La ministre Pau-Langevin aura marqué sa présence aux festivités entourant l’abolition de l’esclavage par cette phrase. Elle replace le contexte historique de l’île, totalement différent des autres territoires en rappelant que les esclavagistes n’étaient pas des colons à Mayotte.
Nous célébrons aujourd’hui comme partout en France l’abolition de l’esclavage. Une journée qui s’inscrit à Mayotte dans le Festival annuel des Arts traditionnels, le FATMA, « véritable musée vivant tant l’événement révèle les richesses d’un patrimoine préservé par la population de Mayotte depuis plusieurs siècles (…) et le plus souvent hérité de la période, ô combien douloureuse, de l’esclavage », soulignera le président du département Soibahadine Ibrahim Ramadani dans son discours d’inauguration.
La ministre guadeloupéenne des Outre-mer, George Pau-Langevin, était à ses côtés pour se féliciter du décret du 27 avril 1848 qui abolissait l’esclavage partout en France. Mais soulignait la spécificité de Mayotte dans ce domaine également : « ce n’était pas ici la traite transatlantique, comme ailleurs. Si Mayotte a souhaité intégrer la République, c’était pour se défaire de l’esclavage. »
Une phrase qui fera date, et qui rappelle, comme l’indique un article de Siti Yahaya dans « In situ-la revue des patrimoines », que les esclavagistes étaient des notables locaux ou régionaux à Mayotte : « Dans les paroles, la réalité de l’esclavage est le plus souvent occultée, (..) la mémoire de l’esclavage se heurte notamment au fait qu’il leur est difficile de concevoir que l’esclavagiste n’était pas un étranger mais un des leurs.

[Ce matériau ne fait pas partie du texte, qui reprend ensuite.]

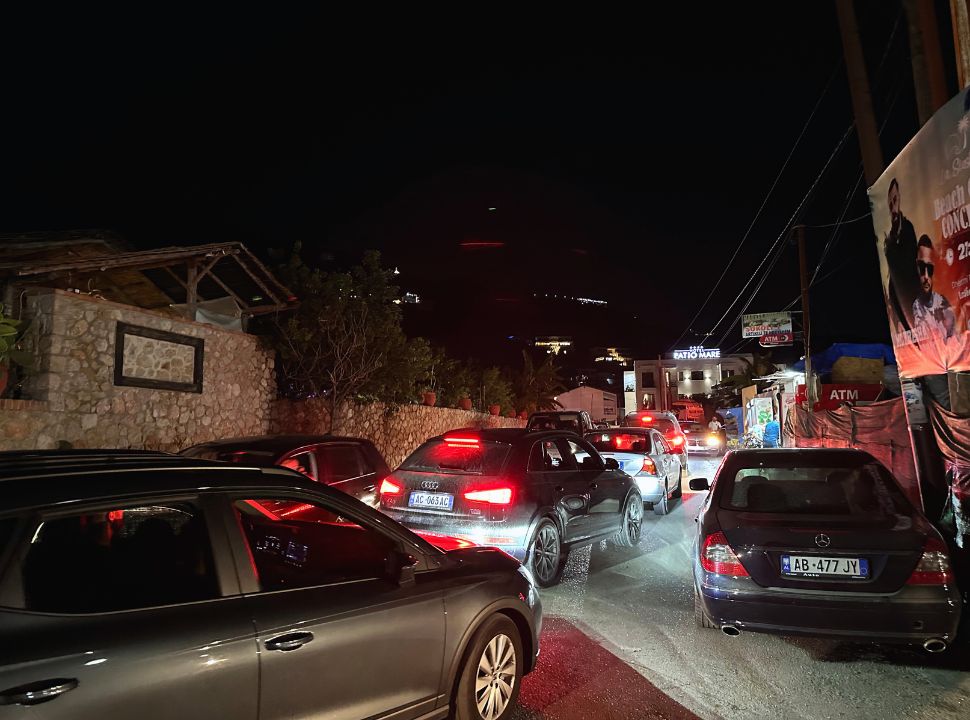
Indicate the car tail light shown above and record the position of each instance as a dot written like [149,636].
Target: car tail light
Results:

En effet, ce sont des Mahorais qui réduisaient d’autres Mahorais en état d’esclavage.»
Mieux regarder « d’où on vient »
Par contre, cet état de servitude ne prend pas totalement fin à Mayotte aussitôt le décret voté. Le statut de travailleur « engagé volontaire » lui succède, notamment dans les plantations sucrières dont les patrons sont des colons, avec une obligation de servir la société, sous condition de rémunération de salaire au bout de 5 ans.
La parole d’une ministre ultramarine sur ce sujet fera date, surtout qu’elle se double d’un appel à faire vivre cette mémoire davantage dans la réalité mahoraise, « surtout sur cette spécificité ». Sont visées les références à la « justice coloniale », aux reproches parfois violents d’un « Etat colonial ». Pas innocent quelques jours après l’ouverture critiquée d’une inscription au patrimoine historique de certaines cases de la rue Sarahangué…

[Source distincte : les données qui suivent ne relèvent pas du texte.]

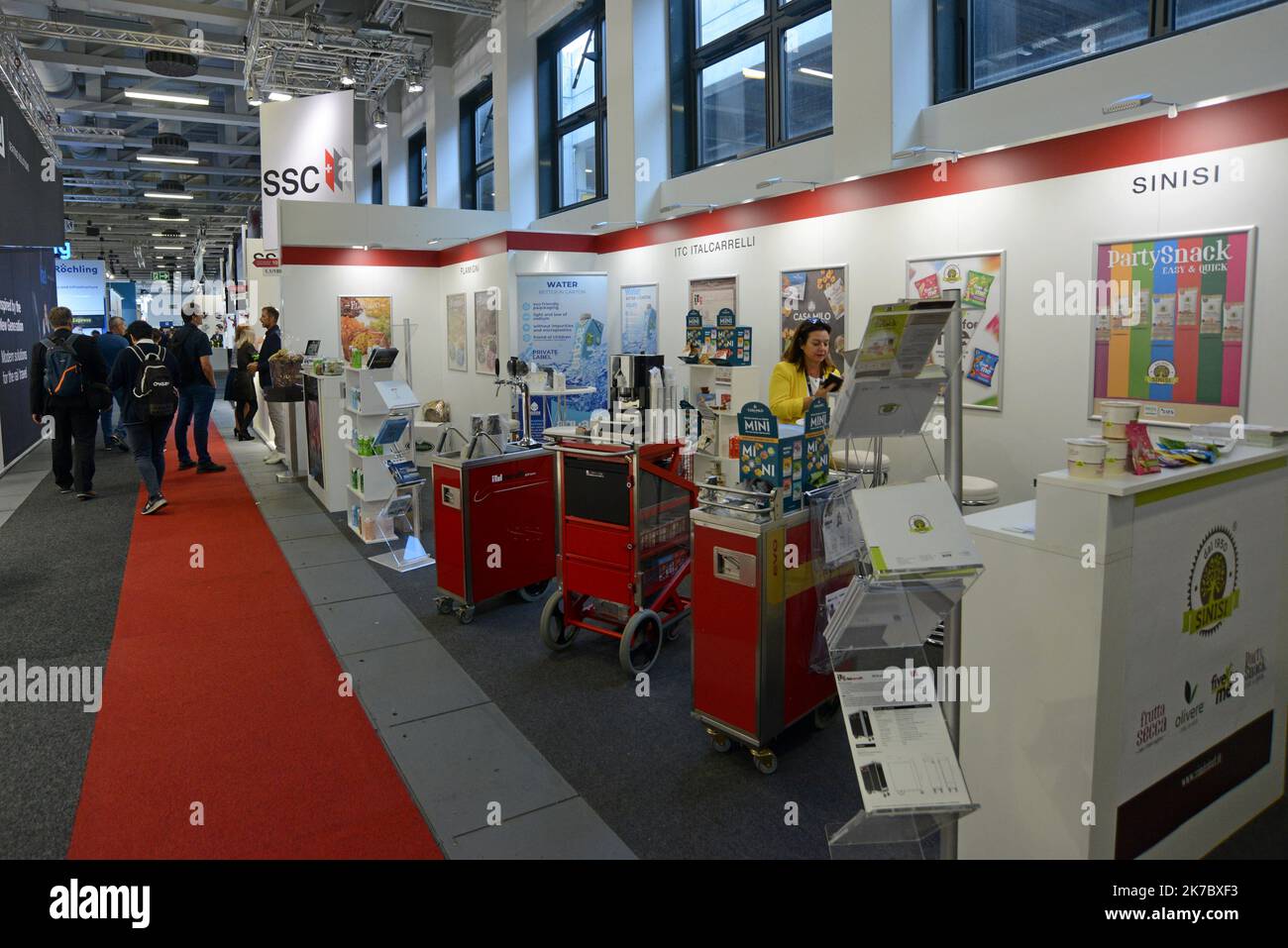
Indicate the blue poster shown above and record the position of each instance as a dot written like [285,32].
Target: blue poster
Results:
[639,320]
[562,321]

Cette remise à niveau historique montre bien l’urgence de se doter d’un musée, dont la préfiguration, détaillée dans le JDM, doit ouvrir en ce mois de mai, et qui bénéficie comme vient de le rappeler la ministre d’un premier investissement de l’Etat de 400 000 euros.
« Quand on ne sait pas où aller, il faut regarder d’où on vient », conclura la ministre qui aura pris le temps d’écouter le groupe Tausi, « paon » en swahili, venu de Zanzibar en invité d’honneur : un groupe de femmes, 3 accordéons, 2 violons, djembés et gaboussi, accompagnés de deux kanouns, « instrument plat à corde qui nous vient du Liban et d’Egypte », nous explique un représentant de l’UNESCO, à Mayotte pour le FATMA 2015.
Il se termine ce lundi, avec de 10h à 13h un m’biwi traditionnel place de la République et de 15h à 19h le grand carnaval sur la rocade de Mamoudzou.